This attains a total length of close to 1 m. Its coloration is dark-gray to black, with white or orange tinged scales on the head and snout depending upon which cay the iguana is from.

This species is sexually dimorphic; males are larger than females.

==Distribution==
Cyclura cychlura figginsi is endemic to the Exuma Cays. This subspecies is found on at least seven small cays throughout the central and southern Exuma island chain of the Bahamas: Bitter Guana Cay, Gaulin Cay, White Bay Cay, Noddy Cay, North Adderly Cay, Leaf Cay, and Guana Cay. The entire population on Leaf Cay was transferred to Pasture Cay in 2002.

==Ecology==
===Habitat===
The iguana utilizes a variety of habitats from sandy beaches and xeric limestone devoid of vegetation to Bahamian dry forests. The iguanas use limestone crevices or sand burrows for retreats at night and in adverse weather conditions.

===Behaviour===
Exuma Island iguanas display neither territorial nor hierarchical behaviour. Adult iguanas have been observed basking in large groups without showing any signs of aggression toward one another.
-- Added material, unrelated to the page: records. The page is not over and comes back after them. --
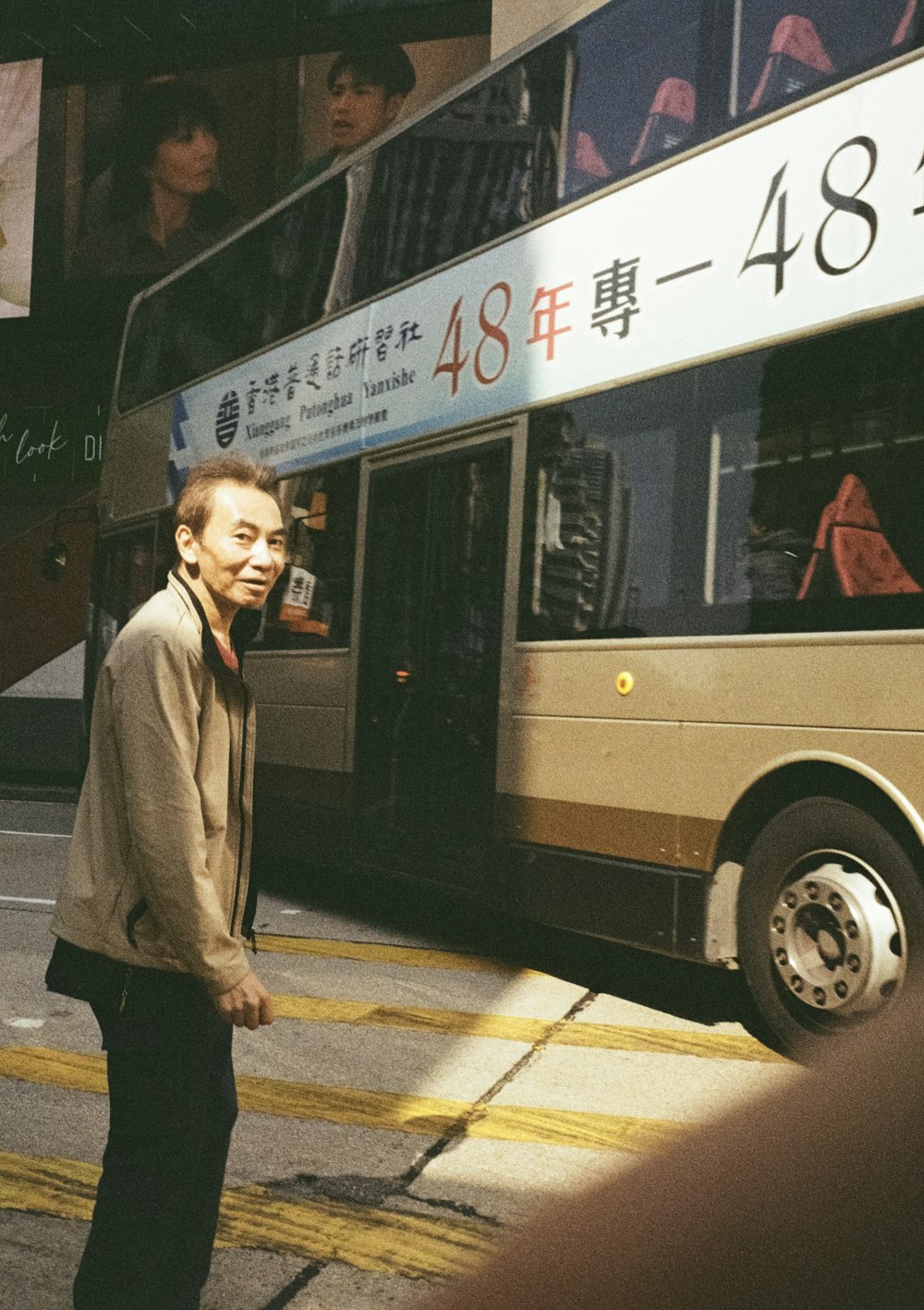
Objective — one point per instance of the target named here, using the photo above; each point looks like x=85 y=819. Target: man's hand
x=247 y=1005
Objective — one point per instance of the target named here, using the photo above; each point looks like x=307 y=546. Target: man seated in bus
x=367 y=87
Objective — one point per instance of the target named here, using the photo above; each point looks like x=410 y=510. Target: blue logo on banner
x=227 y=419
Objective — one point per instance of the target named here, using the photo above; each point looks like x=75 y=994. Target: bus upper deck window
x=635 y=88
x=670 y=119
x=789 y=47
x=796 y=59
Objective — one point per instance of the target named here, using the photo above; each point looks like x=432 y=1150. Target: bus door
x=429 y=661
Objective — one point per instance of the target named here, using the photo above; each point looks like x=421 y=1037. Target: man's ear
x=392 y=106
x=188 y=548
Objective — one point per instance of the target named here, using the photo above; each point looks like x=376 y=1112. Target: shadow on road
x=674 y=987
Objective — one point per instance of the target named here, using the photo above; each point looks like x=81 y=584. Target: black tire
x=830 y=921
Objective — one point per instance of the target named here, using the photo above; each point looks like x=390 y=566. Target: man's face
x=358 y=112
x=243 y=548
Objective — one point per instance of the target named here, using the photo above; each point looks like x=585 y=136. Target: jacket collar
x=210 y=651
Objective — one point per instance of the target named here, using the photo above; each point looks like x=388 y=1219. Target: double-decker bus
x=597 y=397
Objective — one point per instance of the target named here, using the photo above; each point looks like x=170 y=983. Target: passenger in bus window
x=775 y=553
x=367 y=87
x=163 y=204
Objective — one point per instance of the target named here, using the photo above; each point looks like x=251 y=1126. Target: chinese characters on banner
x=798 y=223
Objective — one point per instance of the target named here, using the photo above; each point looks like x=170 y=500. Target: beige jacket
x=159 y=865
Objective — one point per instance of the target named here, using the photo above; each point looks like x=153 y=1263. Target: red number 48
x=493 y=338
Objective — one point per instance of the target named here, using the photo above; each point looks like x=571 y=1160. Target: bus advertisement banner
x=808 y=220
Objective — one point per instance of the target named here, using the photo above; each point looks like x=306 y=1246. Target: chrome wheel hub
x=836 y=937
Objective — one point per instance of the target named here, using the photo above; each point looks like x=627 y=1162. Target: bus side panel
x=301 y=789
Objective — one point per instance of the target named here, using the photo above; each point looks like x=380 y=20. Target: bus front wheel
x=830 y=918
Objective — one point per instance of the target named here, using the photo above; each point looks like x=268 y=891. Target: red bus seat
x=669 y=121
x=905 y=25
x=588 y=157
x=796 y=56
x=863 y=561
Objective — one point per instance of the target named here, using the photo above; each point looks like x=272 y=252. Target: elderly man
x=155 y=902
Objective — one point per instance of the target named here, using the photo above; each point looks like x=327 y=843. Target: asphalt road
x=434 y=1073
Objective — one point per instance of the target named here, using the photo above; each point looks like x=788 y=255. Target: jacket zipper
x=240 y=808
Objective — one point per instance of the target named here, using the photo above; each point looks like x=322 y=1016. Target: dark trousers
x=172 y=1106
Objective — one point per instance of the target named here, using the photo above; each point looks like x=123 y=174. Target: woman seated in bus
x=162 y=206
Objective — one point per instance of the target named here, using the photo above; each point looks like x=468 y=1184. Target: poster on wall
x=19 y=106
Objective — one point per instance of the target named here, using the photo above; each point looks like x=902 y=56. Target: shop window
x=310 y=604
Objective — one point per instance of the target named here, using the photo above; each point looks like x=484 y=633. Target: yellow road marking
x=388 y=1111
x=378 y=1241
x=599 y=1037
x=376 y=952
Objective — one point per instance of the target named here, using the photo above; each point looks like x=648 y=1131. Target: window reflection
x=789 y=46
x=779 y=491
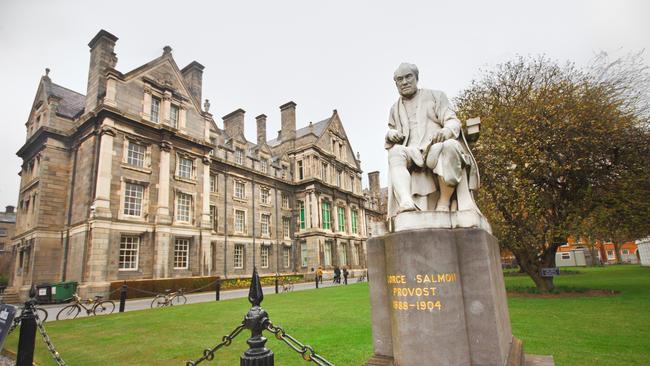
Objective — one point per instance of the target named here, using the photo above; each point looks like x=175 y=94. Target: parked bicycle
x=169 y=299
x=95 y=306
x=40 y=312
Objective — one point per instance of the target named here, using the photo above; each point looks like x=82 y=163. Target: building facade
x=135 y=180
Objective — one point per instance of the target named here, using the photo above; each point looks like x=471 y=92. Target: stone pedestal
x=438 y=298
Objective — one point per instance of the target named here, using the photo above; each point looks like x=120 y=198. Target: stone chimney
x=261 y=129
x=233 y=123
x=288 y=124
x=373 y=182
x=193 y=77
x=102 y=57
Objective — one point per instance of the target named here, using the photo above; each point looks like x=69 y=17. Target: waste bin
x=63 y=291
x=44 y=293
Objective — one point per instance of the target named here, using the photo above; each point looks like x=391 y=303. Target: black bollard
x=123 y=297
x=217 y=290
x=27 y=337
x=256 y=321
x=276 y=283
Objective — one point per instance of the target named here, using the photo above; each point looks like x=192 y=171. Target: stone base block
x=529 y=360
x=438 y=298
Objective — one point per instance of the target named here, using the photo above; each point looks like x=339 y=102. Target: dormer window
x=155 y=108
x=239 y=156
x=185 y=166
x=136 y=154
x=174 y=112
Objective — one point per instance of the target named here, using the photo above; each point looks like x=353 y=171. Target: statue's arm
x=447 y=116
x=393 y=135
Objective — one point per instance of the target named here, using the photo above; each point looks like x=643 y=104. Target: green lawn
x=612 y=330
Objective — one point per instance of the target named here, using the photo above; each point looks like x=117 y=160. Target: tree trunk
x=533 y=267
x=544 y=284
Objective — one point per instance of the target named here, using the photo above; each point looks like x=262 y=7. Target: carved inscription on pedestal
x=421 y=292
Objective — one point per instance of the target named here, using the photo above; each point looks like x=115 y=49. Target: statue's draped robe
x=448 y=159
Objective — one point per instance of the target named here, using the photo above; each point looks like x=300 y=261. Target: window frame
x=238 y=257
x=182 y=254
x=138 y=205
x=128 y=252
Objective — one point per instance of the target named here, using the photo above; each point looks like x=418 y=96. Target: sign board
x=550 y=272
x=7 y=314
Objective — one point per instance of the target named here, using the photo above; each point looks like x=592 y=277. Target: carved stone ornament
x=166 y=146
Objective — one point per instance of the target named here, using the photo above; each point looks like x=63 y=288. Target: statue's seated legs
x=398 y=162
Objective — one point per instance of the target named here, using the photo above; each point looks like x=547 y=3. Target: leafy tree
x=553 y=138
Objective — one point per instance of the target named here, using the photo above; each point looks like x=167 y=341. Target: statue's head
x=406 y=79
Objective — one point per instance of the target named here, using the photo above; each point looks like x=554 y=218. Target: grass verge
x=610 y=330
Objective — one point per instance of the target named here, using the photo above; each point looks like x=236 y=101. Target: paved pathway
x=145 y=303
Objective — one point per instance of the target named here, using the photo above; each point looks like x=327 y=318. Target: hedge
x=149 y=288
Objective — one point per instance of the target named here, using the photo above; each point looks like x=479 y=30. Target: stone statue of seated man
x=430 y=165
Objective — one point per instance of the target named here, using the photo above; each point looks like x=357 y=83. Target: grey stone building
x=136 y=180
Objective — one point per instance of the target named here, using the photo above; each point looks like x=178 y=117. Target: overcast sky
x=323 y=55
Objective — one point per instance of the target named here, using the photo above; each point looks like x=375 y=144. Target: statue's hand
x=394 y=136
x=442 y=135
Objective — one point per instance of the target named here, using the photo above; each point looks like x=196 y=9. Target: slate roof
x=317 y=128
x=71 y=104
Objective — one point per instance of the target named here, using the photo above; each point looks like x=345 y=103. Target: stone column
x=206 y=266
x=102 y=200
x=166 y=107
x=162 y=213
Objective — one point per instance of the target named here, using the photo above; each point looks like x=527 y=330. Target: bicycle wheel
x=68 y=312
x=159 y=301
x=179 y=300
x=104 y=307
x=42 y=314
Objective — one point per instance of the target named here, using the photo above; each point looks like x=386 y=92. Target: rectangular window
x=183 y=207
x=285 y=201
x=265 y=195
x=264 y=168
x=341 y=218
x=240 y=189
x=173 y=116
x=327 y=220
x=264 y=256
x=136 y=154
x=238 y=256
x=300 y=171
x=240 y=221
x=133 y=194
x=286 y=227
x=343 y=255
x=213 y=217
x=303 y=254
x=239 y=156
x=155 y=108
x=213 y=183
x=181 y=253
x=129 y=249
x=328 y=253
x=302 y=215
x=185 y=167
x=286 y=257
x=265 y=224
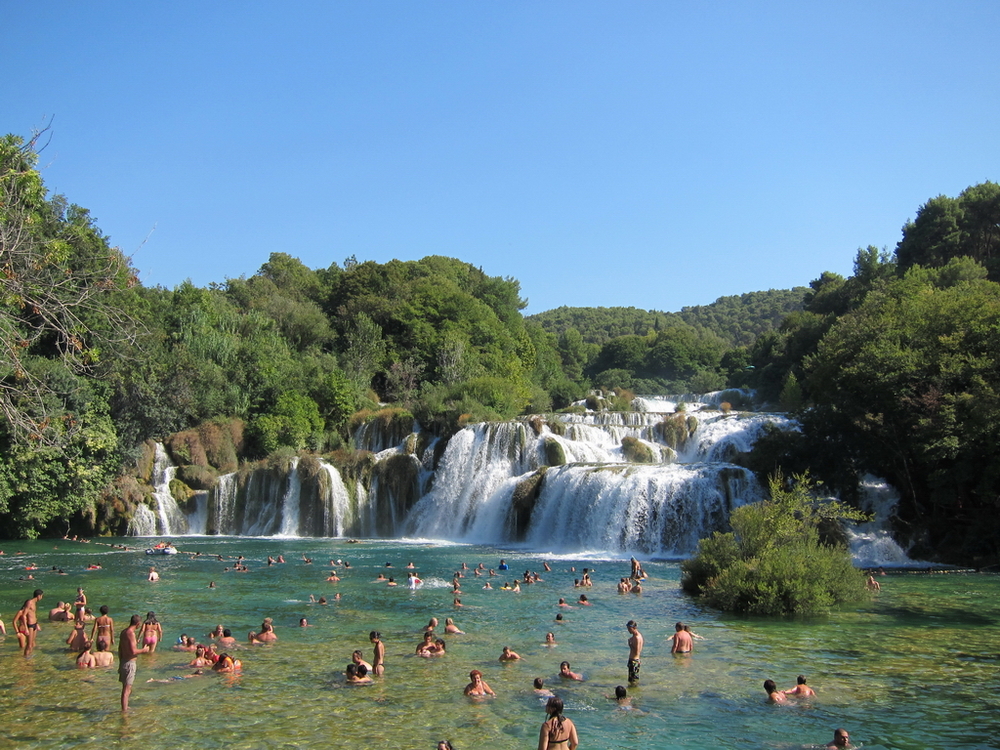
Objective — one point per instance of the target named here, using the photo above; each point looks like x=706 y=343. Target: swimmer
x=635 y=644
x=682 y=641
x=226 y=640
x=357 y=674
x=478 y=685
x=378 y=658
x=426 y=644
x=801 y=690
x=104 y=628
x=540 y=690
x=557 y=729
x=358 y=658
x=508 y=655
x=200 y=658
x=566 y=673
x=841 y=739
x=773 y=694
x=152 y=632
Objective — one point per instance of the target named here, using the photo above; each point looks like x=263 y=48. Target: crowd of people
x=95 y=649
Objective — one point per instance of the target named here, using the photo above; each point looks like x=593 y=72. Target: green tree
x=775 y=560
x=59 y=284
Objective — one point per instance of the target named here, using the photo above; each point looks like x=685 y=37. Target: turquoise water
x=919 y=667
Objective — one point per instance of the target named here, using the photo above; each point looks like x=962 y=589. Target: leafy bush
x=774 y=561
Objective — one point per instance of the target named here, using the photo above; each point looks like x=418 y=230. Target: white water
x=597 y=501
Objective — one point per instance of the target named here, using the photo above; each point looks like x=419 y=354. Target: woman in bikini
x=77 y=640
x=557 y=732
x=152 y=632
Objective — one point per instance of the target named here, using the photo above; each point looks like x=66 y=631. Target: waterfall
x=870 y=542
x=566 y=482
x=170 y=519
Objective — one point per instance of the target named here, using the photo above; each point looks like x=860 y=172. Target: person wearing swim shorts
x=128 y=650
x=104 y=628
x=152 y=632
x=635 y=643
x=29 y=621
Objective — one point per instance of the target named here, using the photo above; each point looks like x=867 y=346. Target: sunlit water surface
x=919 y=667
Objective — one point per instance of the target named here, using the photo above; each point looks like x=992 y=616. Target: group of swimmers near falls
x=93 y=638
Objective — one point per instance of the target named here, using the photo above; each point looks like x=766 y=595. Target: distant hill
x=738 y=319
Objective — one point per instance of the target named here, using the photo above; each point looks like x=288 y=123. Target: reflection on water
x=918 y=667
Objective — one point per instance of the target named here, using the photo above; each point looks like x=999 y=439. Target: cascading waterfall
x=167 y=519
x=870 y=543
x=568 y=484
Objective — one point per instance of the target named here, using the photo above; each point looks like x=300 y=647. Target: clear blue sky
x=646 y=154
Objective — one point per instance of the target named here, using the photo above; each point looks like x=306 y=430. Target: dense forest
x=892 y=371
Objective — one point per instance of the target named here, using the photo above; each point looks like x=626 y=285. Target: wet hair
x=554 y=706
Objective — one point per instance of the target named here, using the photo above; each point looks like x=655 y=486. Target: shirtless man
x=682 y=641
x=226 y=641
x=29 y=618
x=566 y=673
x=841 y=740
x=200 y=660
x=773 y=694
x=635 y=643
x=358 y=658
x=427 y=644
x=801 y=690
x=378 y=659
x=508 y=655
x=478 y=686
x=540 y=690
x=100 y=658
x=128 y=650
x=61 y=612
x=104 y=627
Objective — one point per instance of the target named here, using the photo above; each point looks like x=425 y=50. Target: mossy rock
x=554 y=453
x=196 y=477
x=637 y=452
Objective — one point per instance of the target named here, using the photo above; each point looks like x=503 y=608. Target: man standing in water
x=634 y=650
x=128 y=649
x=378 y=658
x=29 y=619
x=683 y=643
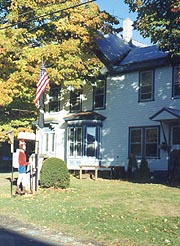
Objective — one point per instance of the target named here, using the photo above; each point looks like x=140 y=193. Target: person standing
x=22 y=177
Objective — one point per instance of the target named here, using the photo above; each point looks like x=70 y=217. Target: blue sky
x=119 y=9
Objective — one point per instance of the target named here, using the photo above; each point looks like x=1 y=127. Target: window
x=54 y=98
x=146 y=86
x=176 y=82
x=84 y=141
x=144 y=142
x=49 y=142
x=176 y=135
x=91 y=141
x=75 y=141
x=75 y=100
x=99 y=94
Carey hypothesises that this lack of a social structure allows the population to remain dense under conditions of limited resources because hierarchical social systems on small cays retard genetic variation by restricting prime nesting sites, food supplies, and retreats to a few dominant males. The longevity record in captivity for an Exuma Island iguana is twenty-three years, six months.

===Diet===
The Exuma Island iguana, like most Cyclura species is primarily herbivorous, consuming leaves, flowers, berries, and fruits from over 100 plant species. Favored food plants include seaside rock shrub (Rachicallis americana), darling plum (Reynosia septentrionalis), pride of big pine (Strumpfia maritima), joewood (Jacquinia keyensis), black torch (Erithalis fruticosa), seagrape (Coccoloba uvifera), silver thatch palm (Coccothrinax argentata), white stopper (Eugenia axillaris), bay cedar (Suriana maritima), and the rotting fruit of seven-year apple (Casasia clusiifolia). They actively forage for the feces of the zenaida dove (Zenaida aurita) and white-crowned pigeon (Patagioenas leucocephala).

===Reproduction===
Mating occurs in May, and a clutch of three eggs is usually laid in June or July, in nests excavated in the sand. Females are known to guard these nest sites until they lay their eggs, after which they abandon them.

==Conservation==
===Endangered status===
The 2004 estimate of the current wild population is less than 1,300 animals, and it was said to have declined by at least 20% over the past 50 years.

===Causes of decline===
As with other rock iguanas, their habitat is in rapid decline due to development for tourism. In 2004 a large-scale fire possibly caused by a tourist's cigarette was reported on an iguana-inhabited island. In 1999 two Florida men were found guilty of smuggling protected reptile species into the US, including the Exuma Island iguana, Cyclura rileyi, and the Lesser Antillean iguana. Feral pigs pose a threat to the Exuma Island iguanas, as they dig up eggs from iguana nests and feral dogs prey upon juvenile and adult iguanas. Current population size is estimated at 1,300 and has declined by at least 20% over the past 50 years.

===Recovery efforts===
Like all Bahamian rock iguanas, this species is protected in the Bahamas under the Wild Animals Protection Act of 1968. Since 1995, Shedd Aquarium has allowed volunteers to help survey populations of Exuma Island iguanas as a form of ecotourism. Shedd maintains an in situ as well as an ex situ captive breeding program in order to breed this taxon. In 2002, Shedd Aquarium translocated sixteen iguanas to the Exuma Cays Land and Sea Park in an effort to establish the species in a protected area.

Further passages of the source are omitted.